Open Entry exhibition-October 2009

 

Studio 106 Open

8- 23 October 2009

Open entry exibition

 

Studio 106 Arts Gallery first open exhibition. Displaying the work of six artists working in the UK, the exhibition brought together a range of contemporary approaches to painting. Having collectively exhibited in many of the UK’s major art centers, these artists share a fascination with the natural world and its depiction in the painterly surface.  Presenting images of varying degrees of abstraction, the exhibition offered a series of works that are alive with colour and vivacity, providing insights into the relationship between nature, memory and process.

 

Caroline Cary

Caroline Cary’s work draws on a ‘vast mental archive of images’ generated from years of landscape painting.  Although such work is the starting point for her current painting, her primary concern is to create images that inspire in viewers a heightened awareness of the visual world.
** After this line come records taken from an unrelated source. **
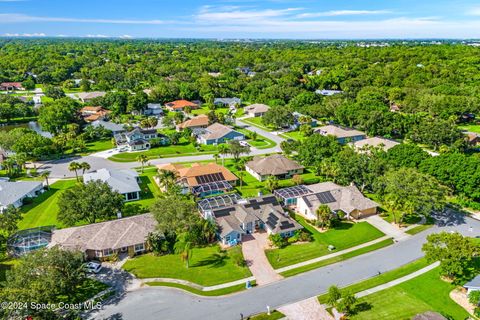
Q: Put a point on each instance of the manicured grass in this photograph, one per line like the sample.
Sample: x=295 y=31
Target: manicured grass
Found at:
x=426 y=292
x=207 y=267
x=344 y=236
x=471 y=128
x=212 y=293
x=339 y=258
x=182 y=149
x=274 y=315
x=43 y=210
x=382 y=278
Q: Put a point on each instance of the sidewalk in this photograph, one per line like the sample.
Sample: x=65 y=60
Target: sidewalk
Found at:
x=328 y=256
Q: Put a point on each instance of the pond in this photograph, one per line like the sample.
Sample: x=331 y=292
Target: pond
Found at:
x=31 y=125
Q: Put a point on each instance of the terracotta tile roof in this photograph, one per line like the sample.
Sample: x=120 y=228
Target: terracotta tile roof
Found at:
x=180 y=104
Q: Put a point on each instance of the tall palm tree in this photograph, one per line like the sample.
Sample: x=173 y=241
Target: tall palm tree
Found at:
x=74 y=166
x=142 y=159
x=45 y=174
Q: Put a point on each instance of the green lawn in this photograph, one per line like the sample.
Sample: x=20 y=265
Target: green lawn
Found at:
x=342 y=237
x=44 y=209
x=342 y=257
x=423 y=293
x=471 y=128
x=207 y=267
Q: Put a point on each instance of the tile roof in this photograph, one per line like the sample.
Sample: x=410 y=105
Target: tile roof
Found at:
x=276 y=164
x=113 y=234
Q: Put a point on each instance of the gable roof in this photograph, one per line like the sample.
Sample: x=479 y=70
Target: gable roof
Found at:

Concerned with the relationship between art and music, Cary manipulates colour to create abstract paintings that communicate with often disarming immediacy.

 

Mary Crenshaw

Drawing inspiration from the natural world, Mary Crenshaw creates paintings that sparkle with vivacious energy.  ‘My imagery comes from memory’ she says, and ‘letting the paint take over’.  Researching plants from her immediate surroundings, close observation is transformed by a dynamic gestural style to evoke enticing visions of the world around us.

 

Dawn Latham

Dawn Latham is a local artist who makes landscape paintings with an evocative, nostalgic atmosphere. Reminiscent of scenes from childhood holidays, their palette muted by the passing of time, the images are dream-like. Hovering uncertainly in real space, they act as catalysts for memory and imaginative reflection.

 

Rhonda Whitehead

Nature is the primary source for Rhonda Whitehead’s paintings.  Whether depicting organic form on a microcosmic scale, or the actions of nature on the built environment, her collected works represents a kind of visual biography of continuous landscapes. Revealing patterns and surfaces that are ‘as marked and ambiguous as nature’s chaotic, yet quietly integrative and biotic processes’, these colourful and seductive paintings remind us of the primacy of nature, seeking to capture the universal, ‘the mind that exists in all matter’.

 

Thomas Williams

Thomas Williams creates what he calls ‘deformed paintings’. These abstract images are created through a complex process in which gestural brush strokes are transformed into biomorphic swathes of glistening colour.

 

Claire Wiltsher

Working from what she describes as a ‘rich catalogue of ephemera’ gathered from her journeys around the world, Claire Wiltshire seeks to evoke the energy and atmosphere of places she visits. Concerned with the relationship between abstracted image and the imagination, Claire Wiltshire describes her work as the ‘culmination of thoughts, feelings and the tangible objects that accompany living in unknown fields’.